A new $3 million grant from the National Science Foundation (NSF) will expand FABRIC, a project to build the nation’s largest cyberinfrastructure testbed, to four distinguished scientific institutions in Asia and Europe. Jim Griffioen, a professor in the Department of Computer Science is a co-principal investigator on the NSF project.

By Lindsey Piercy

 

Science is fast outgrowing the capabilities of today’s internet infrastructure. Capitalizing on artificial intelligence, advanced computation and big data requires robust, interconnected computers, storage networks and software. Additionally, uneven progress in science cyberinfrastructure has led to bottlenecks that slow the process of discovery.

Launched in 2019 with a $20 million grant from the NSF, FABRIC is working to build a platform where computer scientists can test new ways to compute, move and store data.

“Unlike the internet, the new FABRIC network incorporates compute and storage capabilities that transform the way cloud, edge and network applications are designed — resulting in faster, more responsive, efficient, intelligent and secure applications capable of supporting today’s big data requirements,” Jim Griffioen, professor in the UK Department of Computer Science and co-principal investigator on the NSF project, said.

Using the additional funding, FABRIC Across Borders (FAB) will link the infrastructure to areas in Japan, the Netherlands, Switzerland and the United Kingdom.

Griffioen, along with computer science professors Zongming Fei and Ken Calvert, will lead efforts to develop new network services aimed at making it easier for researchers to access and transport massive data sets — such as those used by the international high energy physics community — across the extended FABRIC network. 

"The world has changed a great deal since the basic internet transport protocols were designed. Speeds and storage capacities have improved by factors of at least one million, while the data sets that drive discovery have grown even more,” Calvert explained. “FABRIC/FAB deployment will provide a high performance substrate to support improvements in efficiency and performance for scientists in multiple domains."

FAB, a project led by the University of Illinois, will draw on expertise from researchers at various institutions. Over the next three years, the team will collaborate with international partners to place FABRIC nodes at the University of Tokyo; CERN, the European Organization for Nuclear Research in Geneva, Switzerland; the University of Bristol in the U.K.; and the University of Amsterdam.

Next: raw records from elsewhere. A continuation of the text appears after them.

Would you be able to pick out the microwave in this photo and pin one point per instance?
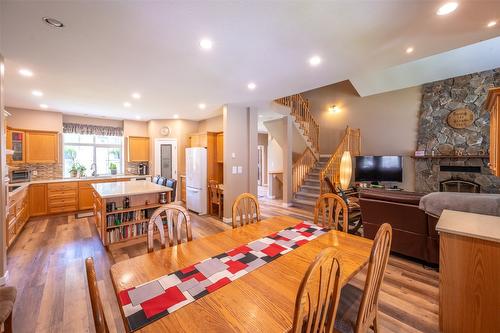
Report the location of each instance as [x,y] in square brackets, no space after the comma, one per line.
[20,176]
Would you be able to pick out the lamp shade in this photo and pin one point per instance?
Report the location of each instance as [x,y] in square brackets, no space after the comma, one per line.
[345,170]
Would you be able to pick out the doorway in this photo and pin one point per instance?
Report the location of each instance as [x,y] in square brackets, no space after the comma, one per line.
[166,158]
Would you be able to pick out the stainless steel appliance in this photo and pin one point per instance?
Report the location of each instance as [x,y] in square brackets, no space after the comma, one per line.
[20,175]
[142,169]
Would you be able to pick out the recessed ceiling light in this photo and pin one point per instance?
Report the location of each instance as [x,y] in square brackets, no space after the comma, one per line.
[447,8]
[314,61]
[25,72]
[53,22]
[206,44]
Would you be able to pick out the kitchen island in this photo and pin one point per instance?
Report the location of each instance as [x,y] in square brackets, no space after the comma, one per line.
[122,209]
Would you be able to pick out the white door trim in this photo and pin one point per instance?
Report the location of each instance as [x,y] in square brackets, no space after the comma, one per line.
[158,143]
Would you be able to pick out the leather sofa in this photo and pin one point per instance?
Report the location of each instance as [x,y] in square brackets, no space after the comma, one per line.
[413,231]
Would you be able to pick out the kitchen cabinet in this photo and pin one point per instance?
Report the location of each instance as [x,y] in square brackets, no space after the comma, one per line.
[38,199]
[62,197]
[138,149]
[493,106]
[16,141]
[42,147]
[220,148]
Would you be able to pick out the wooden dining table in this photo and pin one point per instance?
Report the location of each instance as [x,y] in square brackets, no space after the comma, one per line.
[261,301]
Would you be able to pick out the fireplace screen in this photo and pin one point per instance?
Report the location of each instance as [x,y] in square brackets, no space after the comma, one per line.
[458,185]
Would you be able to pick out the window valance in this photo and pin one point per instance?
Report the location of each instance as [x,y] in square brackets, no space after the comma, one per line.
[92,129]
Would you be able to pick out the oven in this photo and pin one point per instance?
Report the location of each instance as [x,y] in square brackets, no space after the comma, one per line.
[20,176]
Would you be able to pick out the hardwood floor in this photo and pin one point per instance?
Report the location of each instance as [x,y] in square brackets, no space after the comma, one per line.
[46,264]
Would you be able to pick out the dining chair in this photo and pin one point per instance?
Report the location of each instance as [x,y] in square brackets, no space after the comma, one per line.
[329,207]
[95,300]
[245,210]
[214,197]
[318,296]
[7,300]
[366,302]
[176,217]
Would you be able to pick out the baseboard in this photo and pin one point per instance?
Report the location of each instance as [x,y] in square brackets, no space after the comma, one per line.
[4,278]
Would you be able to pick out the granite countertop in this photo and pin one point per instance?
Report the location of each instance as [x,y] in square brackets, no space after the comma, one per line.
[120,189]
[69,179]
[486,227]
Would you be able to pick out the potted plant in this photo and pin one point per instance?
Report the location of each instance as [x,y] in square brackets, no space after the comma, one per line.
[112,168]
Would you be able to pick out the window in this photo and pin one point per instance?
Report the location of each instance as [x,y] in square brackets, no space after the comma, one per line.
[86,149]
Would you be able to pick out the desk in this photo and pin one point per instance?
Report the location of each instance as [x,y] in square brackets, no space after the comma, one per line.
[261,301]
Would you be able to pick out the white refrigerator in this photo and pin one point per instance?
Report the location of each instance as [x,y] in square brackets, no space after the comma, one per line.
[196,180]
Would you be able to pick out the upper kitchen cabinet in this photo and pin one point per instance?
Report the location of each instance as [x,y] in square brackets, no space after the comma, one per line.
[42,147]
[493,106]
[16,141]
[138,149]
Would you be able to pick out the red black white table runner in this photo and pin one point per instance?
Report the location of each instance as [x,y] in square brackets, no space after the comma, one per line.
[152,300]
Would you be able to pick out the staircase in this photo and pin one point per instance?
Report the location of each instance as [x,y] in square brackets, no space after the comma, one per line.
[310,189]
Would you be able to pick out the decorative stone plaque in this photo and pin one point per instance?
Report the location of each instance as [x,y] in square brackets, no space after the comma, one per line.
[460,118]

“FAB allows collaborative international science projects to experiment with ways to do their science more efficiently. Sending large quantities of data long distances is complicated when your science depends on real-time processing, so you don’t miss once-in-a-lifetime events,” Anita Nikolich, FAB principal investigator and director of technology innovation at the University of Illinois, explained. “Being able to put FABRIC nodes in physically distant places allows us to experiment with the infrastructure to support new capabilities and also bring disparate communities together.”

The project is driven by science needs in fields that are pushing the limits of what today’s internet can support. As new scientific instruments are due to come online in the next few years — generating ever larger data sets and demanding ever more powerful computation — FAB gives researchers a testbed to explore and anticipate how all that data will be handled and shared among collaborators spanning continents. 

“FAB will offer a rich set of network-resident capabilities to develop new models for data delivery from the Large Hadron Collider (LHC) at CERN to physicists worldwide,” Rob Gardner, member of FAB’s core team, said. “As we prepare for the high luminosity LHC, the FAB international testbed will provide a network R&D infrastructure we’ve never had before — allowing us to consider novel analysis systems that will propel discoveries at the high energy frontier of particle physics.”

"FABRIC will tremendously help the ATLAS experiment in prototyping and testing at scale some of the innovative ideas we have to meet the high throughput and big data challenges ATLAS will face during the high luminosity LHC era,” ATLAS computing coordinators Alessandro Di Girolamo, a staff scientist in CERN’s IT department, and Zach Marshall, an ATLAS physicist from Lawrence Berkeley National Laboratory, added. “The ATLAS physics community will be excited to test new ways of doing analysis, better exploiting the distributed computing infrastructure we run all around the world."

To ensure the project meets the needs of the scientists it's designed to serve, FAB will be built around five areas: computer science, physics, smart cities, space and weather.

FAB will connect with existing U.S. and international cyberinfrastructure testbeds and bring programmable networking hardware, storage, computers and software into one interconnected system. All software associated with FAB will be open source and posted in a repository available to the public.  

Research reported in this publication was supported by the National Science Foundation under Award Numbers 2029235 and 1935966. The opinions, findings, and conclusions or recommendations expressed are those of the author(s) and do not necessarily reflect the views of the National Science Foundation.